Siu argues that this creates a "proprietary map" What resonates with a specific audience—a chasm created not by code, but by the history of experimentation. "The companies that win won’t just have better marketers," He has written, "They will have faster experiment loops".

Community discussion and ‘spoiling’ the validation set

Despite the enthusiasm, GitHub discussions revealed a community grappling with the implications of such rapid, automated progress.

hyper-optimizing trap:Researcher Alexistual expressed a poignant concern: "Aren’t you worried that launching so many experiments will eventually ‘spoil’ the validation set?". The fear is that with enough agents, the parameters will be optimized for the specific quirks of the test data rather than general intelligence.

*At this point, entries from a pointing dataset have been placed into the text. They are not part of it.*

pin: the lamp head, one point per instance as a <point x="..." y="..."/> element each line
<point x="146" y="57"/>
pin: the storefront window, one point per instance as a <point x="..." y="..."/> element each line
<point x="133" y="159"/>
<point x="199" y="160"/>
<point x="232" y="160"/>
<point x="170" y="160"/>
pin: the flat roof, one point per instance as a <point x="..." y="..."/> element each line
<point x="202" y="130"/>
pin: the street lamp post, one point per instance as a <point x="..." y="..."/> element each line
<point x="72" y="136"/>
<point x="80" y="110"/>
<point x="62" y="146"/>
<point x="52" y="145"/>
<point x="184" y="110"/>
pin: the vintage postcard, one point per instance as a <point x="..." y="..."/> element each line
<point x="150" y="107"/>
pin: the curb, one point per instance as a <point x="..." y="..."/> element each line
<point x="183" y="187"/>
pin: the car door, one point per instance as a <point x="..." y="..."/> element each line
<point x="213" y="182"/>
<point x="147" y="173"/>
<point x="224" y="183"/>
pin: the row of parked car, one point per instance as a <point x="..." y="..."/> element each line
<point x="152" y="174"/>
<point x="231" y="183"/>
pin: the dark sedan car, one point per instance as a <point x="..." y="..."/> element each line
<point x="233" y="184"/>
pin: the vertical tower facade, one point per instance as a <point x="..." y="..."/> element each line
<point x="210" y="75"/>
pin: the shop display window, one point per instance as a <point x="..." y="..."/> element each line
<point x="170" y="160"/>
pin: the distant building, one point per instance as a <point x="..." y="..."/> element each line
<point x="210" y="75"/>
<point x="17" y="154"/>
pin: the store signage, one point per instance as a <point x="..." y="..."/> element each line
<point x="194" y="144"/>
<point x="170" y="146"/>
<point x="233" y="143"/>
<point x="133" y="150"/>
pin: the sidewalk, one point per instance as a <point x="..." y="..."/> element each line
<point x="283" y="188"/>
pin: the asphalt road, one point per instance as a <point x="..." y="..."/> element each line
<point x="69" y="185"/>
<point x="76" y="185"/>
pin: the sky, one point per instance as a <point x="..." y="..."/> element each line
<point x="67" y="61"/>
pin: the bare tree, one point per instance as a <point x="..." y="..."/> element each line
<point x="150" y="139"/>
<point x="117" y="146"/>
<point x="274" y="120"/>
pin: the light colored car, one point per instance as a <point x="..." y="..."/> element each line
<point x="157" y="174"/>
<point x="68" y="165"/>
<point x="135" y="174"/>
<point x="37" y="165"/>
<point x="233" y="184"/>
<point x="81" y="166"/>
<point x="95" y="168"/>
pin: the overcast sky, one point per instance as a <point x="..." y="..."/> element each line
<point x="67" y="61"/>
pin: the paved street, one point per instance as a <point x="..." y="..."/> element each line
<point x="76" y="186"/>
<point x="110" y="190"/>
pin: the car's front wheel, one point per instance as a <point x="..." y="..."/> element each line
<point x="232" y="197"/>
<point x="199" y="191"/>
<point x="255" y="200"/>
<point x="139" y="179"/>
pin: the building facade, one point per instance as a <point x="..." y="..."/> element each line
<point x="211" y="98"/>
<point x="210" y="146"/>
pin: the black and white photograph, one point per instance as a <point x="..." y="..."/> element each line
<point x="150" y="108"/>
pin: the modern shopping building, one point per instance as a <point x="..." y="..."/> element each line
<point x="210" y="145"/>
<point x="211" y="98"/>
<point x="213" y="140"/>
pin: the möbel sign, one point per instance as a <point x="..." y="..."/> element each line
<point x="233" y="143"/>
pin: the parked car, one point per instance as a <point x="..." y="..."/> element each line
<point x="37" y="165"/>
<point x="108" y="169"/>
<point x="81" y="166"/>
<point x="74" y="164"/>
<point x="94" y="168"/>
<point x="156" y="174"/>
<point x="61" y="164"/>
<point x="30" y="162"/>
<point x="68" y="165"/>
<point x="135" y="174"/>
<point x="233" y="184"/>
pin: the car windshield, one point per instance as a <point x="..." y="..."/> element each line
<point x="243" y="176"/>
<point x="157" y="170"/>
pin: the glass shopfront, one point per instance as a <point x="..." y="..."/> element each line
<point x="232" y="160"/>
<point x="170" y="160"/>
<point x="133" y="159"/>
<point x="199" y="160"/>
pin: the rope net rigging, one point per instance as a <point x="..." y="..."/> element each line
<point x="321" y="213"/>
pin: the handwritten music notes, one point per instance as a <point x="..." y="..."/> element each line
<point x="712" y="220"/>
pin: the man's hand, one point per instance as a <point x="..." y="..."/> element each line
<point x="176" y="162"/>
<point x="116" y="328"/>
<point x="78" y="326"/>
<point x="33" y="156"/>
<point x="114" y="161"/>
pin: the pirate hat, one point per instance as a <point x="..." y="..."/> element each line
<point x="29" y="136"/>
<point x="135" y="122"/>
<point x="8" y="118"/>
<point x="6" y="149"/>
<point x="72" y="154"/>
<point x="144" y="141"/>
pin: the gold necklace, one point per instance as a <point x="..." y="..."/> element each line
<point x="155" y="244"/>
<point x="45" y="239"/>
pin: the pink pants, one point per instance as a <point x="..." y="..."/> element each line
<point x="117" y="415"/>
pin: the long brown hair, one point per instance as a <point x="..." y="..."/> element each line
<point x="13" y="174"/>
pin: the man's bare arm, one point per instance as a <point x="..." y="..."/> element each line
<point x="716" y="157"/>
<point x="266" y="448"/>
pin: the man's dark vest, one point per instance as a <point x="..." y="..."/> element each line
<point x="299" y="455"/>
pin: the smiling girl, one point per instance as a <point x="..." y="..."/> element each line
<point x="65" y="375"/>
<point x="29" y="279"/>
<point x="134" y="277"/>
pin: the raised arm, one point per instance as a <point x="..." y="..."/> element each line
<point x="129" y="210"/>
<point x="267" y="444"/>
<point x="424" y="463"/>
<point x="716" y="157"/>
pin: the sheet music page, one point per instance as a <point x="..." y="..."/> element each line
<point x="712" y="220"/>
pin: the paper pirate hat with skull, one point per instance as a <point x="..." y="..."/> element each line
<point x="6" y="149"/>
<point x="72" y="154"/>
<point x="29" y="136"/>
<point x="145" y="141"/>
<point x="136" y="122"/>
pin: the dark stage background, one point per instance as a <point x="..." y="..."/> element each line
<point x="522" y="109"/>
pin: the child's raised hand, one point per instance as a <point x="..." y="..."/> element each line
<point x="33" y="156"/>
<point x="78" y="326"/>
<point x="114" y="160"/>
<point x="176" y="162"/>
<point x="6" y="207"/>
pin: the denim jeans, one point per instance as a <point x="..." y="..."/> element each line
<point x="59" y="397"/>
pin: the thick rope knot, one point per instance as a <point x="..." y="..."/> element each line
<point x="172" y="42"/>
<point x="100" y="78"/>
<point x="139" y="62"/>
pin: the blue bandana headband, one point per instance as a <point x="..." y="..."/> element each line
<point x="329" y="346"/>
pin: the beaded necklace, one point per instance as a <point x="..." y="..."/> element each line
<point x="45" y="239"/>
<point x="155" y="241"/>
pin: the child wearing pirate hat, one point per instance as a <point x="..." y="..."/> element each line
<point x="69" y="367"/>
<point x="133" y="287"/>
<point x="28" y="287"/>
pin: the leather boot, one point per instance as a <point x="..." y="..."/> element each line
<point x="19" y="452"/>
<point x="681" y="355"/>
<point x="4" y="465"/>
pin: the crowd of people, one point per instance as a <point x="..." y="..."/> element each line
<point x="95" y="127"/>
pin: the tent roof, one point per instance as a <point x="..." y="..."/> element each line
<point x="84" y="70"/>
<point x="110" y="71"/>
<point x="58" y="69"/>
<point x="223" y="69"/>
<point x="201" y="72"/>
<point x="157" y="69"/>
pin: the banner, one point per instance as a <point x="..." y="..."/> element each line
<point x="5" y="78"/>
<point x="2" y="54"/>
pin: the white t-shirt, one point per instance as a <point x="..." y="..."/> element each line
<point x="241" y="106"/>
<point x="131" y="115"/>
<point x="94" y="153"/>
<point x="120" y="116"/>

meaning of profit: User samionb questioned whether the drop from 0.9979 to 0.9697 was really worth noting. Carpathy’s response was typically straightforward: "All we are doing is optimizing performance per compute… these are real and substantial benefits"

human elementOn: "The model got better by being simpler".

This insight – that less is often more – was achieved without a single human intervention.

The future: curiosity as a hindrance

The release of AutoResearch suggests the future of research in areas where, thanks to simple AI instruction mechanisms, the role of humans is replaced "experimenter" To "Experimental designer."

As tools like Darkmatter, Optimization Arena, and Nanoclaw have emerged to support this swarm, the barrier to AI progress is no longer "meat computer" (Carpathy’s description of the human brain) Ability to code – This is our ability to define the constraints of discovery.

Andrej Karpathy has once again changed the atmosphere. We are no longer just coding models; We are seeding ecosystems that learn while we sleep.